Maturities and Capacity
The Company’s outstanding debt as of March 31, 2026 matures as follows:
Long-Term Debt
Within 1 year $ 23 
Between 1 and 2 years 19 
Between 2 and 3 years 515 
Between 3 and 4 years 16 
Between 4 and 5 years 1,437 
Thereafter 640 
Total $ 2,650 
As of March 31, 2026, the available capacity under the Company’s revolving credit facility was as follows:
Revolving Credit Facility
Total capacity $ 1,000 
Less: Borrowings — 
Available capacity $ 1,000 
Revolving Credit Facility
The Company had no outstanding borrowings on its revolving credit facility as of March 31, 2026 and $224 million outstanding as of December 31, 2025. Such borrowings on its revolving credit facility are included within long-term debt on the Condensed Consolidated Balance Sheets.
5.625% Senior Unsecured Notes
In February 2026, the Company issued $650 million aggregate principal amount of senior unsecured notes, which mature in 2033 and bear interest at a rate of 5.625% per year, for net proceeds of $642 million. Interest is payable semi-annually in arrears on March 1 and September 1 of each year, commencing on September 1, 2026. The notes are redeemable in whole or in part at various times and premiums per their indenture, with the first call date of March 1, 2029 at a price of 102.813%. The Company used the net cash proceeds from the notes primarily to pay off then-outstanding borrowings under its revolving credit facility and term loan A.
Other Debt
During the first quarter, the Company assumed $15 million of mortgages that are secured by the two hotel properties that the Company acquired through the enforcement of its collateral on trade receivables, loans receivable and development advance notes owed to the Company by Revo. The mortgages have varying maturity dates ranging from 2026 to 2031 with a weighted average remaining term of 1.6 years. See Note 5 - Non-Cash Hotel Acquisitions for more details.
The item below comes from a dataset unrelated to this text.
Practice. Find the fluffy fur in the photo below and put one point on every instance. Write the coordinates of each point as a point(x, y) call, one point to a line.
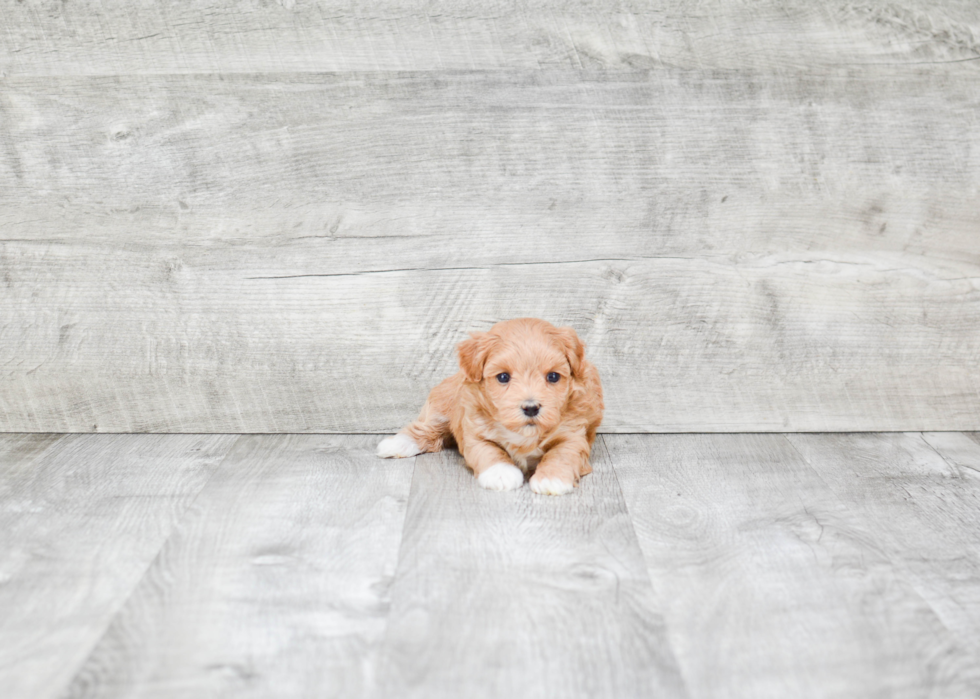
point(492, 422)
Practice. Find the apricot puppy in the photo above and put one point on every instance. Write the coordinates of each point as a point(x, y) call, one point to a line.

Deferred Debt Issuance Costs
The Company classifies deferred debt issuance costs related to its revolving credit facility within other non-current assets on the Condensed Consolidated Balance Sheets. Such deferred debt issuance costs were $4 million as of both March 31, 2026 and December 31, 2025.
Cash Flow Hedge
As of March 31, 2026, the Company has pay-fixed/receive-variable interest rate swaps in place to hedge interest rate exposure on $1.4 billion on its variable-rate debt, effectively covering over 95% of its outstanding term loan B. These swaps carry weighted average fixed rates (plus applicable spreads) ranging from 3.31% to 3.84% based on the effective dates of each agreement, with $475 million of swaps expiring in the fourth quarter of 2027, $600 million expiring in the second quarter of 2028, and $350 million expiring in the third quarter of 2028. For both the three months ended March 31, 2026 and 2025, the weighted average fixed rate (plus applicable spreads) on the swaps was 3.58%. The aggregate fair value of these interest rate swaps was a net asset of $1 million and net liability of $10 million as of March 31, 2026 and December 31, 2025, respectively,
which were included within other non-current assets and other non-current liabilities on the Consolidated Balance Sheets, respectively. The swaps resulted in $3 million of income recognized in interest expense, net on the Condensed Consolidated Statements of Income during the three months ended March 31, 2025. Such income was immaterial during the three months ended March 31, 2026.
There was no hedging ineffectiveness recognized in the three months ended March 31, 2026 or 2025. The Company expects to reclassify gains of $1 million from accumulated other comprehensive income (“AOCI”) to interest expense during the next 12 months.
Interest Expense, Net
The Company incurred net interest expense of $34 million and $33 million for the three months ended March 31, 2026 and 2025, respectively. Cash paid related to such interest was $37 million and $39 million for the three months ended March 31, 2026 and 2025, respectively.